Slavia-Trainer Trpisovsky ist BVB-Fan, verehrt Jürgen Klopp und hofft auf Rang drei

Slavia-Trainer Jindrich Trpisovsky sagt: „Ich verheimliche nicht, dass Jürgen Klopp mein Vorbild ist.“ © imago

Sie tragen beim Spiel Mütze, Jogginghose und rasieren sich nicht. Eine zufällige Ähnlichkeit zum ehemaligen BVB-Trainer Jürgen Klopp?

(lacht) Ich denke nicht - aber ihm steht der Bart, mir nicht. Die Mütze habe ich aber schon früher getragen als er. Ich verheimliche nicht, dass Jürgen Klopp mein Vorbild ist. Als ich ihn zum ersten Mal gesehen habe, war ich begeistert.
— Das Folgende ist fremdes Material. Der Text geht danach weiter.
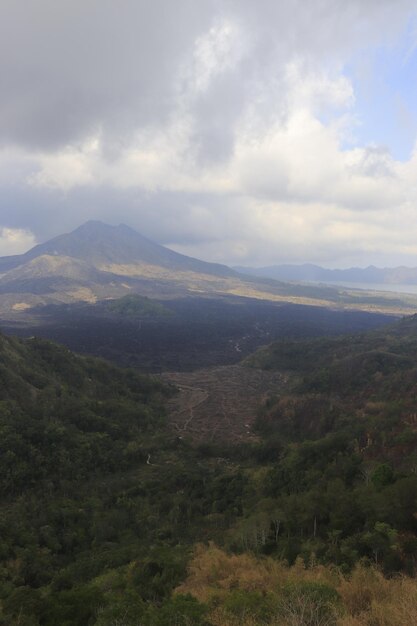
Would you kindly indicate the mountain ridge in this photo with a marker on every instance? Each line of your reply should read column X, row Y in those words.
column 315, row 273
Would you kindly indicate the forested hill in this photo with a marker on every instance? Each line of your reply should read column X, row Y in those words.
column 65, row 417
column 102, row 504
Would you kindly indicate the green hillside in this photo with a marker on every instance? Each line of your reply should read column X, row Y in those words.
column 102, row 503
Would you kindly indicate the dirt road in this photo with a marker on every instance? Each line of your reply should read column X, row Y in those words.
column 220, row 403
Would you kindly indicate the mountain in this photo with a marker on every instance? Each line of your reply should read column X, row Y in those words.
column 97, row 262
column 105, row 247
column 309, row 272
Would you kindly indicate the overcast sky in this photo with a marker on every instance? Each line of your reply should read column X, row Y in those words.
column 240, row 131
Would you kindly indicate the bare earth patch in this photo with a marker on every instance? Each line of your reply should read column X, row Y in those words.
column 220, row 403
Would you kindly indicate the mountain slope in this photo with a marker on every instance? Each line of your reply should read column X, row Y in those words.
column 310, row 272
column 97, row 262
column 101, row 245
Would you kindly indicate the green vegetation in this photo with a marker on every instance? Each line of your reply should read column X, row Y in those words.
column 102, row 504
column 134, row 305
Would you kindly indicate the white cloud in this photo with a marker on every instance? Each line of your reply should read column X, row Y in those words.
column 239, row 123
column 15, row 241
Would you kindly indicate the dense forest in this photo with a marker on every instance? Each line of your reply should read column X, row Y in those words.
column 108, row 518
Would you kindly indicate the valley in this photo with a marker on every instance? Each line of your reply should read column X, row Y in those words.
column 220, row 404
column 158, row 424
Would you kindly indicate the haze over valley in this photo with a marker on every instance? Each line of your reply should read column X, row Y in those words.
column 208, row 313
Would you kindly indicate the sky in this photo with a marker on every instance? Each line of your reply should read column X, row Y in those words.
column 241, row 132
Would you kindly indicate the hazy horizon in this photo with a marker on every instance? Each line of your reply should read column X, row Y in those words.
column 239, row 133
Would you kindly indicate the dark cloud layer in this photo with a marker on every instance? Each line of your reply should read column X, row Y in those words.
column 200, row 123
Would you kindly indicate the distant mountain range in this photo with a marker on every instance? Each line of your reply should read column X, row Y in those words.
column 315, row 273
column 97, row 261
column 100, row 262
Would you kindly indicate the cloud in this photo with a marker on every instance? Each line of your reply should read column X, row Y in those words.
column 15, row 241
column 226, row 130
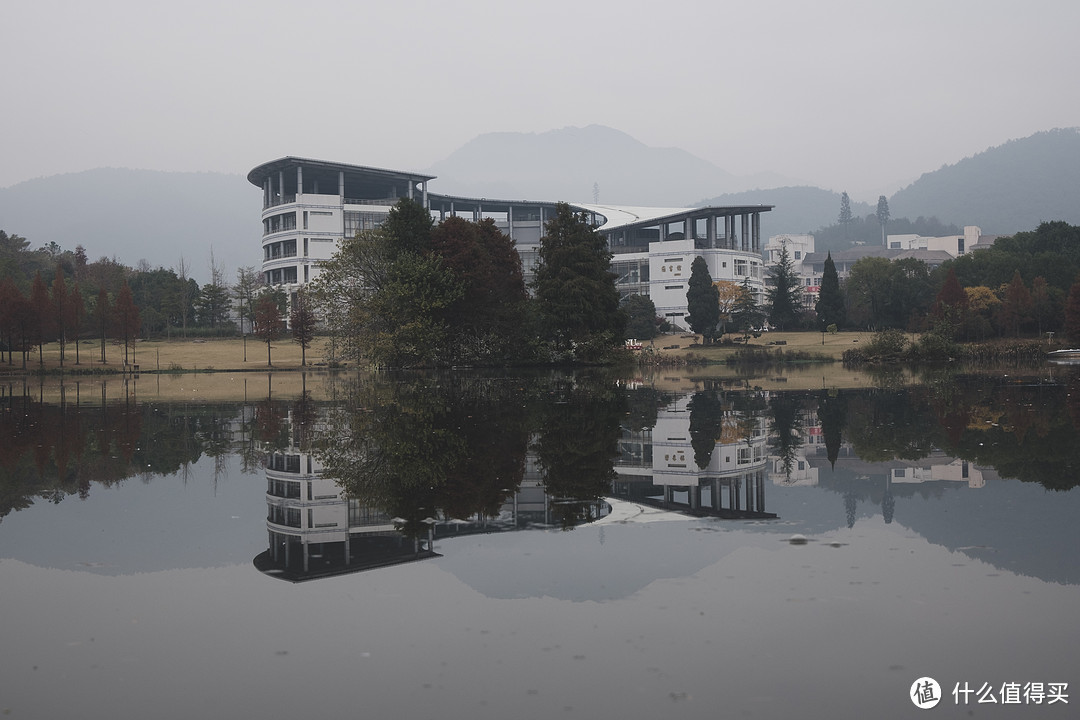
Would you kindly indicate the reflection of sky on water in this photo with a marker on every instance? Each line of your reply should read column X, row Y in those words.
column 142, row 601
column 761, row 628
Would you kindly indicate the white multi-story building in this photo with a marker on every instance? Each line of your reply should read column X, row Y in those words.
column 810, row 265
column 310, row 205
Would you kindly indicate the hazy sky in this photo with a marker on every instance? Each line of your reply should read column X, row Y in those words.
column 858, row 96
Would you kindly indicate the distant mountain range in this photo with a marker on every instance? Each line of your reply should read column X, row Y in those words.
column 157, row 216
column 572, row 163
column 137, row 215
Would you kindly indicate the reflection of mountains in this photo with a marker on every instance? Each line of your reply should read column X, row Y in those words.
column 1013, row 526
column 458, row 446
column 55, row 450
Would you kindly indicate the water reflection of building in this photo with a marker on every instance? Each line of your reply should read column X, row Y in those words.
column 660, row 466
column 811, row 456
column 315, row 531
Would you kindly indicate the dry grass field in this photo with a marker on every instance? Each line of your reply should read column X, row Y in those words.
column 218, row 354
column 215, row 369
column 230, row 354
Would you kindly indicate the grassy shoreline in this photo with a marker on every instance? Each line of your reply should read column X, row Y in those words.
column 172, row 356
Ein Trainer mit Mütze und Jogginghose an der Linie, super. Und er war so natürlich und hat so gut mit den jungen, unbekannten Spielern gearbeitet. Seitdem habe ich ihn viel beobachtet, vom Anfang seiner Zeit in Dortmund. Damals brachte er einen neuen Stil in den Fußball. Viel Pressing, viel Laufen.

Ich erinnere mich an die beiden Meisterspielzeiten unter ihm: Es gab keine Chance für München, die Dortmunder ließen die Bayern nicht mit dem Ball spielen. Das war der Fußball, den ich spielen wollte. Mir gefällt, dass alle Spieler sich für die Mannschaft geopfert haben. Da habe ich mir selbst gesagt: Der ist ein guter Trainer, der versteht, was Fußball bedeutet. So muss ich auch sein und mit den Spielern umgehen.

Und wenn Sie Ihr Vorbild einmal treffen würden?

Das wäre für mich etwa so, als wenn die Marsmenschen kommen.